In her eulogy, Sr. Melinda Roper of Maryknoll said:
… God, in His/Her loving kindness, has raised up witnesses in our midst. God is calling each of us to a more radical discipleship—one which will not be understood by the powerful of our day. We must be wise as serpents in naming and denouncing the evil which pervades our world. We must be filled with compassion for those whom suffering from lack of basic necessities has become a way of life. We must be moved to action which will clearly identify us with the poor. Above all, let us not be filled with fear. Let us be filled with courage and hope, for “in the tender compassion of our God, the dawn shall break upon us, to shine on those who dwell in darkness and the shadow of death, to guide our feet into the way of peace.”
I posted my remembrance on my blog and then went blog hopping. After last year’s 25th anniversary remembrance, this anniversary seems quieter. I was glad to find your remembrance posted. We can never forget.

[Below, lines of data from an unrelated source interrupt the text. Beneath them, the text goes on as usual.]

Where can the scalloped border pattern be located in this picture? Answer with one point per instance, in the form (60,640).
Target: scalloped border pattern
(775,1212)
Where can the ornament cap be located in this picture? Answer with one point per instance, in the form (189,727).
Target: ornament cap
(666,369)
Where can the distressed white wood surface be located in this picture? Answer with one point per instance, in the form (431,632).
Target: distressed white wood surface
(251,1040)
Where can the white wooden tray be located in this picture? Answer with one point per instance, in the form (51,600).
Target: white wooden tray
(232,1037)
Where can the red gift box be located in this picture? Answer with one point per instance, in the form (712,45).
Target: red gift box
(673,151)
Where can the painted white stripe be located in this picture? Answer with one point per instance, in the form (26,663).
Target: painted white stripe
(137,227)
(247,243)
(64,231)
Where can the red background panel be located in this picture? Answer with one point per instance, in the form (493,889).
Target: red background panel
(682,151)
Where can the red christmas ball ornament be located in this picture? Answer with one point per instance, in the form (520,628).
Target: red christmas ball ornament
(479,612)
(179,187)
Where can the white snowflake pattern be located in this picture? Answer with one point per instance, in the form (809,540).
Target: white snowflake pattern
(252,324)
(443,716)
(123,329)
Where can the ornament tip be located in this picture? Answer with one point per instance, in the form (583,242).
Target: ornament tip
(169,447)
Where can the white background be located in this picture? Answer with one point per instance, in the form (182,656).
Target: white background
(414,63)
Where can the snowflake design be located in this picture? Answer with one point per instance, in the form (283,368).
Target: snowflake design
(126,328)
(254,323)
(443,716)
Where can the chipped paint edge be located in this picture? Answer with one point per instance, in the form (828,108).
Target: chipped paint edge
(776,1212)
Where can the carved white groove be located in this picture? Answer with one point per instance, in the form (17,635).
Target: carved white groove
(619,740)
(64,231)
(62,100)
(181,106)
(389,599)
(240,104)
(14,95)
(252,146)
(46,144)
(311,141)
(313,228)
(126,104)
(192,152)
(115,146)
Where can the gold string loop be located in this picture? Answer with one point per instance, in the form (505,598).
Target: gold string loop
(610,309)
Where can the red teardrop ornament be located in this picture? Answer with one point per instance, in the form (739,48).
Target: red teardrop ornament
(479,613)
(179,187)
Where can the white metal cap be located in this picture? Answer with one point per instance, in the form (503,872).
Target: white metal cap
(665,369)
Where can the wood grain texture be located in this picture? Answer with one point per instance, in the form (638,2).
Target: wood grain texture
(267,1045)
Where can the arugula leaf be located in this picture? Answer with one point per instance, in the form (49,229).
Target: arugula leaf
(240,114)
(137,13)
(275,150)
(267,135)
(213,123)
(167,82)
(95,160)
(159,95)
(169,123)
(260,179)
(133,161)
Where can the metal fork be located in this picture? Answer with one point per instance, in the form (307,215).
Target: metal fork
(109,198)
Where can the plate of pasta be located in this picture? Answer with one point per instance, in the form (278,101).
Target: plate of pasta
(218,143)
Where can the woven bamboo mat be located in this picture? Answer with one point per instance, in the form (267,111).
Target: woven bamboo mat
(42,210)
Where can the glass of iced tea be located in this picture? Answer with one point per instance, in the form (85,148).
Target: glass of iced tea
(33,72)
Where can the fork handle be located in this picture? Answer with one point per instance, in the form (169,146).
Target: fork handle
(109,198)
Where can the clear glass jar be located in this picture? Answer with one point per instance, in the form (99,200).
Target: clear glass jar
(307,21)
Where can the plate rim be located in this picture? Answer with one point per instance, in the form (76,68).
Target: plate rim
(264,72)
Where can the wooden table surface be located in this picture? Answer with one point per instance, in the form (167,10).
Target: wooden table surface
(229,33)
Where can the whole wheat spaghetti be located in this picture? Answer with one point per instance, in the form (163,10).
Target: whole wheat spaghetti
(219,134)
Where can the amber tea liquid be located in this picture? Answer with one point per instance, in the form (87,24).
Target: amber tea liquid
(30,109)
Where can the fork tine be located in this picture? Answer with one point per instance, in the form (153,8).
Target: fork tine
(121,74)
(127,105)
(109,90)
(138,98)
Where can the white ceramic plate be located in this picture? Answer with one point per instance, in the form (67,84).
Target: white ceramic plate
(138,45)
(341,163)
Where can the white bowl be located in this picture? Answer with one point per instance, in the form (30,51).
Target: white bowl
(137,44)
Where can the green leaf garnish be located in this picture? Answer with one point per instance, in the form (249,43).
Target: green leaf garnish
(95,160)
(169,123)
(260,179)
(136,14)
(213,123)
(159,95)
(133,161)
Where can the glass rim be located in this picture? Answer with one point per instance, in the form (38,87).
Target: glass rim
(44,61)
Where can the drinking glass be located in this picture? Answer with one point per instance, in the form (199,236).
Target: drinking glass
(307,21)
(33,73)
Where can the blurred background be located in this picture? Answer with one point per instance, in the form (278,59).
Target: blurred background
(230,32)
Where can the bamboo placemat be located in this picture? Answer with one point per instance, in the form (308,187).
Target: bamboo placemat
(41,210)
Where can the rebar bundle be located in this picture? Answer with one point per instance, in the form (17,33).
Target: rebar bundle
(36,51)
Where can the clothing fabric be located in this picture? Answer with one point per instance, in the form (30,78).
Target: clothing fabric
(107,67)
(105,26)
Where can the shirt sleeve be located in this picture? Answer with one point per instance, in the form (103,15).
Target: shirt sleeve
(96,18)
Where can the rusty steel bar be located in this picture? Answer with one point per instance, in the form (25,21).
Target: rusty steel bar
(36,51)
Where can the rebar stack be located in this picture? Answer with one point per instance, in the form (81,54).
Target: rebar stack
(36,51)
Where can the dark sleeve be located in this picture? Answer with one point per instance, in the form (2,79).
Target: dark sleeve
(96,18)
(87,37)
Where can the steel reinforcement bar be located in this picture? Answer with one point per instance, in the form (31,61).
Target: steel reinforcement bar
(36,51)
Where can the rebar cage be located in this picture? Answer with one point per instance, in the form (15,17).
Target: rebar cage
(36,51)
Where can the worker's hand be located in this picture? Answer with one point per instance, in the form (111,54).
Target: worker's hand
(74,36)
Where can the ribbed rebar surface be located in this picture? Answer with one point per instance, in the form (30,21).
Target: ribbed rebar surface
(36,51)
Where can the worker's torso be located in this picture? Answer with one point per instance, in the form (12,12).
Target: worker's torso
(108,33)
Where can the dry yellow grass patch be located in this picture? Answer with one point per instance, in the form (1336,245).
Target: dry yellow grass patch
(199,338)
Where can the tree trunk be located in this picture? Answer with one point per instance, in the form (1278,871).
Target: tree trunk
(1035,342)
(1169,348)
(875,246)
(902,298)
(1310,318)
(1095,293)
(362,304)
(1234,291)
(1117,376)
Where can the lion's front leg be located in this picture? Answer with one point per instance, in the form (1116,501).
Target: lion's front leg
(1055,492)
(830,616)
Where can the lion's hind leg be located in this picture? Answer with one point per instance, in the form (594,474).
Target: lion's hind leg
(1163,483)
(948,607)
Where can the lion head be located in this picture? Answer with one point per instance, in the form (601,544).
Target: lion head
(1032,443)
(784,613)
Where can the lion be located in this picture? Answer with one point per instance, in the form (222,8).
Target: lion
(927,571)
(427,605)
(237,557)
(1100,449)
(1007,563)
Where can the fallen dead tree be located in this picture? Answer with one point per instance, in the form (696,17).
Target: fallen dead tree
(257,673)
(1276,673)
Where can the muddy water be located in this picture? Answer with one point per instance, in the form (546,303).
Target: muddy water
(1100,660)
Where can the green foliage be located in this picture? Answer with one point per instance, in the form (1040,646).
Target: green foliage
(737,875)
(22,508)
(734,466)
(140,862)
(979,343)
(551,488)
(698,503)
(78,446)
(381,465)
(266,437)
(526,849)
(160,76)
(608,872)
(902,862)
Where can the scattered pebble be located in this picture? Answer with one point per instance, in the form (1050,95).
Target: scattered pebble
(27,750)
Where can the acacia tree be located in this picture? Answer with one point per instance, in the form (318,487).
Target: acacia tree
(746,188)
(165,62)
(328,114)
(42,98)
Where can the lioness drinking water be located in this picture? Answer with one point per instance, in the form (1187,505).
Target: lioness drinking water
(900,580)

I was moved to read your posting today. I’m glad that I did because I do remember this tragedy and had indeed tucked it back in my memory. These women were truly noble in spirit and courage. Not sure if my anger has dissipated or that my power of forgiveness is quite up to par, but I’m a work in progress
We will have a special prayer evening prayer to remember them and all those martyred in El Salvador. There is a phrase I love in Spanish, it was Monseñor Romero’s Episcopal motto: “Sentir con la Iglesia” which more or less translates into “To feel with the church” (literally) or “To be one in mind and Heart with the Church” (interpretation) although Spanish expresses it a lot better. I believe these women felt with the Chruch and became one in mind and heart with the little ones of the Kingdom, as Monseñor Romero would have called them. God bless them and may God touch the hearts of the people in power throughout Latin America…most especially in Oaxaca and Chiapas in Mexico.